An outspoken political activist, in 2015 Monáe wrote the protest song “Hell You Talmbout” against the police brutality that takes so many black lives. In 2016 she created the organization “Fem The Future” to empower women in entertainment. About the killing of George Floyd, she posted on Twitter, “When will the majority of protests and outrage be led by white people and police officers everywhere?”
In Homecoming, Monáe plays a veteran who wakes up on a boat without any memory of who she is. As the mystery unfolds, it seems that she is the victim of an experiment conducted by the Geist Corporation. Speaking virtually with HFPA journalists, she says, “This is an example of what happens when capitalism is at the forefront of the health and well-being of our citizens. We all must come together to fight the giant abusive power led by corporate America.”
In Antebellum, she plays a writer who finds herself trapped in an alternate reality, in which she goes back in time to relive the experience of a slave. “It was difficult and traumatic. There’s no way that I could imagine what my ancestors went through, but I did it for the strong black women who came before me, who had to endure that pain and still persevered through it.

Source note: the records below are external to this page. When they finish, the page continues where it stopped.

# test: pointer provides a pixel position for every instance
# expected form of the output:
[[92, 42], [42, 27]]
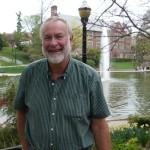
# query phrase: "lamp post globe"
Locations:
[[84, 12]]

So it was therapeutic and cathartic.”
In The Glorias, she plays Harlem businesswoman Dorothy Pittman Hughes, a co-founder of Ms. magazine, who helped Gloria Steinem with her fear of public speaking, and “would always go out into the community to create programs for kids to be able to eat and to learn.”
Monáe, who defines herself “a queer black woman in America who has been in relationships with both men and women,” is considered an icon in the LGBTQ community. She understands the connection between various forms of oppression: “I want to make sure that, if anyone is thinking about continuing to oppress those whose voices have been silenced because of their race or their class, their sexual orientation or their gender, we are not going to back down without a fight.”
She has not released any new songs since her latest album Dirty Computer (2018), and says she is not ready to write anything yet, because her music was “rooted in the reality” prior to the pandemic. As for now, “I am putting my energy in trying to help as a citizen. We first must acknowledge that we are not all in the same boat, that there is a difference between a billionaire and a single mother of five who was laid off from her job and doesn’t have health benefits.” She has partnered with Project Isaiah to distribute free meals in Atlanta, Georgia, where she lives.